ROME (Reuters) - The Italian economy will grow by a modest 1.0 percent this year, the Organisation for Economic Cooperation and Development said on Wednesday, marginally raising its previous forecast of 0.9 percent made in November.
The latest OECD projection for the euro zone’s third largest but most sluggish economy is in line with those of Italy’s government, the European Commission and the Bank of Italy.
All these bodies forecast Italian growth of 0.9 percent or 1.0 percent, roughly the same rate as it posted in 2016 and below the expected growth of all its peers in the 19 nation currency bloc.
The International Monetary Fund forecasts Italian growth of just 0.7 percent.
The Paris-based OECD said in a 150-page report on Italy that its economy would continue to grow at the same 1.0 percent pace in 2018. (file:///C:/Users/u8001279/Downloads/1017051e.pdf)
It forecast that Italy’s public debt, the second highest in the euro zone after Greece’s, would be broadly stable this year at 132.7 percent of gross domestic product, before beginning to decline in 2018.
Among many policy recommendations, the OECD called on Italy to boost investment while maintaining prudent fiscal policy, reduce poverty and make its education system and bureaucracy more efficient to raise chronically weak productivity.
“Prolonged weak growth and low productivity have eroded social inclusion, requiring renewed efforts to raise employment, especially of women and youth, reduce poverty, especially among youths and children, and improve skills,” it said.
It estimated that after years of declining productivity, Italy’s potential growth rate, meaning the cruise speed the economy can grow at without generating inflation, now stands at zero.
It said Italy’s budget deficit this year should come in at 2.3 percent of GDP, in line with the government’s target.
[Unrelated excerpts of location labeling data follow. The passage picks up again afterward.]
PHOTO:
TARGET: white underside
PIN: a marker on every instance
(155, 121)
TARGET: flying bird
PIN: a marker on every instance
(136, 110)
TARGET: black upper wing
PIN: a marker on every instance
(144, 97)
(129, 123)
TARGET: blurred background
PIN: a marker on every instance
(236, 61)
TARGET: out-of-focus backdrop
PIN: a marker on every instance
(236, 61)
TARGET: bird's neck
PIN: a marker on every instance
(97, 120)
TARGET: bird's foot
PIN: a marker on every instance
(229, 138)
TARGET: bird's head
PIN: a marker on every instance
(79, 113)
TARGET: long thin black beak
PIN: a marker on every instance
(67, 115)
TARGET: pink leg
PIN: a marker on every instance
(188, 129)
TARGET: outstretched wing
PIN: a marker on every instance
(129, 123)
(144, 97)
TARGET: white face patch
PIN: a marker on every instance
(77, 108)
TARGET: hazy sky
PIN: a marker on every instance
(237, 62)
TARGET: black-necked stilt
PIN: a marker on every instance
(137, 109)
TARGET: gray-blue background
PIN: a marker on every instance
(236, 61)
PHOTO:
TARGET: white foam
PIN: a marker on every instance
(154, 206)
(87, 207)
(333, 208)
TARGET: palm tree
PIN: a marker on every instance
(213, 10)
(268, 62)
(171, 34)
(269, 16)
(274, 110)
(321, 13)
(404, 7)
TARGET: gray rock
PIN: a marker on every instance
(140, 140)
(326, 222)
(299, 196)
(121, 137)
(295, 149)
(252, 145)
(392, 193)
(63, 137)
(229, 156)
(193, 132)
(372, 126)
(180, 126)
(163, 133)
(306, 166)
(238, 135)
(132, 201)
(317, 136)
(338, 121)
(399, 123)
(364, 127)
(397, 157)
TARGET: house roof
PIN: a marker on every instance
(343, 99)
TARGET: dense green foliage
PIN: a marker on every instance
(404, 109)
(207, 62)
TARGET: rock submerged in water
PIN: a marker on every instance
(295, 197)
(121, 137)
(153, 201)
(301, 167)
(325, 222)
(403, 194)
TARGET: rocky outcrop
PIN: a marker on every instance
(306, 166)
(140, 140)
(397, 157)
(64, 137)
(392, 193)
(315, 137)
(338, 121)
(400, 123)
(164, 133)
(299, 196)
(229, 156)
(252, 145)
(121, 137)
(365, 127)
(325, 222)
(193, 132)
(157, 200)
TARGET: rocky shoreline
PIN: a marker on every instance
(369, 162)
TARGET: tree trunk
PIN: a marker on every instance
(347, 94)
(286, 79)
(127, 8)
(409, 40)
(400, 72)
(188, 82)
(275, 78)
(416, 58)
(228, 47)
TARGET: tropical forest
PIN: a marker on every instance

However, Rome has agreed to further deficit cuts worth 0.2 percentage points to meet a request by the European Commission.
Italy’s fiscal stance is “broadly appropriate,” the OECD said, provided that available fiscal space is used to finance policies, such as public investments, leading to faster and more sustainable growth, rather than to fund everyday spending.
“Restoring public investment is a priority as since the start of the crisis it has dropped by more than 30 percent in nominal terms, to 2.2 percent of GDP, the lowest level in more than 25 years,” the report said.